Quickstart Tutorial¶
Once you have installed parsnip, most workflows involve reading a CIF file. Let’s assume we have the file my_file.cif in the current directory, and these are its contents:
data_cif_file
_journal_year 1999
_journal_page_first 0
_journal_page_last 123
_chemical_name_mineral 'Copper FCC'
_chemical_formula_sum 'Cu'
_cell_length_a 3.6
_cell_length_b 3.6
_cell_length_c 3.6
_cell_angle_alpha 90.0
_cell_angle_beta 90.0
_cell_angle_gamma 90.0
loop_
_atom_site_label
_atom_site_fract_x
_atom_site_fract_y
_atom_site_fract_z
_atom_site_type_symbol
_atom_site_Wyckoff_label
Cu1 0.0000000000 0.0000000000 0.0000000000 Cu a
_symmetry_space_group_name_H-M 'Fm-3m'
# Note that this table is only a subset of the full symmetry of the crystal, but
# it is sufficient to reconstruct the unit cell.
loop_
_symmetry_equiv_pos_site_id
_symmetry_equiv_pos_as_xyz
1 x,y,z
96 z,y+1/2,x+1/2
118 z+1/2,-y,x+1/2
192 z+1/2,y+1/2,x
Reading Keys¶
Now, let’s read extract the key-value pairs from our cif file. This subset of data usually contains information to reconstruct the system’s unit cell, and provides information regarding the origin of the data.

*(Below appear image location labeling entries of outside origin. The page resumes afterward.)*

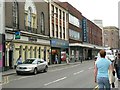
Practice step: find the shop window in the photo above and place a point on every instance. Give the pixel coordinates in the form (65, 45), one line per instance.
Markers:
(20, 50)
(35, 52)
(44, 53)
(15, 14)
(31, 50)
(39, 52)
(26, 50)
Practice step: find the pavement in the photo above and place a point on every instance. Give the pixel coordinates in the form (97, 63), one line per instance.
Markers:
(13, 71)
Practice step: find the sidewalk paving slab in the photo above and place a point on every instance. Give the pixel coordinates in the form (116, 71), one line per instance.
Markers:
(13, 71)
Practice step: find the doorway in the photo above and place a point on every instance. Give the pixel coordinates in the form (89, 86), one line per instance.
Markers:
(10, 58)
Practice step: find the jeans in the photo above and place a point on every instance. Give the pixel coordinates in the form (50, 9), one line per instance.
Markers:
(118, 71)
(103, 83)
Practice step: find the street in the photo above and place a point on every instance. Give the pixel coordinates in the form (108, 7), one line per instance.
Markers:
(69, 76)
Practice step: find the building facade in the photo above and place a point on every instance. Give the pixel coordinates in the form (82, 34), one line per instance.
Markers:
(111, 37)
(58, 32)
(27, 33)
(75, 32)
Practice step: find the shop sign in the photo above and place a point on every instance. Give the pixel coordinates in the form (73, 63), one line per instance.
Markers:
(84, 27)
(59, 43)
(0, 55)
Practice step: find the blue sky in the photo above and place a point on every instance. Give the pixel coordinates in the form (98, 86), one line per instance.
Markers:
(106, 10)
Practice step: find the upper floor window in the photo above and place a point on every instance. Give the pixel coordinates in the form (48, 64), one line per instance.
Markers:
(75, 21)
(42, 23)
(29, 18)
(15, 14)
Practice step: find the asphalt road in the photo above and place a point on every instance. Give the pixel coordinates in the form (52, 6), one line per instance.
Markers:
(69, 76)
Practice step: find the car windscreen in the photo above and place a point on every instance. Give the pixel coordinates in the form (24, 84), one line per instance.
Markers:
(29, 61)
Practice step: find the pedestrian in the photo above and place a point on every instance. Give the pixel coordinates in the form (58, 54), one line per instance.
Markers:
(117, 66)
(102, 65)
(56, 59)
(19, 60)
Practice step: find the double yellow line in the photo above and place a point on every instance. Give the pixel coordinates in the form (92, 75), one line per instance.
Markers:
(96, 88)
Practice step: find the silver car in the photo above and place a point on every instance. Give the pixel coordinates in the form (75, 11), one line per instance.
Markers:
(32, 65)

>>> from parsnip import CifFile
>>> filename = "example_file.cif"
>>> cif = CifFile(filename)
>>> cif.pairs
{'_journal_year': '1999',
'_journal_page_first': '0',
'_journal_page_last': '123',
'_chemical_name_mineral': "'Copper FCC'",
'_chemical_formula_sum': "'Cu'",
'_cell_length_a': '3.6',
'_cell_length_b': '3.6',
'_cell_length_c': '3.6',
'_cell_angle_alpha': '90.0',
'_cell_angle_beta': '90.0',
'_cell_angle_gamma': '90.0',
'_symmetry_space_group_name_H-M': "'Fm-3m'"}
A dict-like getter syntax is provided to key-value pairs. Single keys function exactly
as a python dict, while lists of keys return lists of values. Keys not present in the
pairs dict instead return None.
>>> cif["_journal_year"]
'1999'
>>> assert cif["_not_in_pairs"] is None
# Multiple keys can be accessed simultaneously!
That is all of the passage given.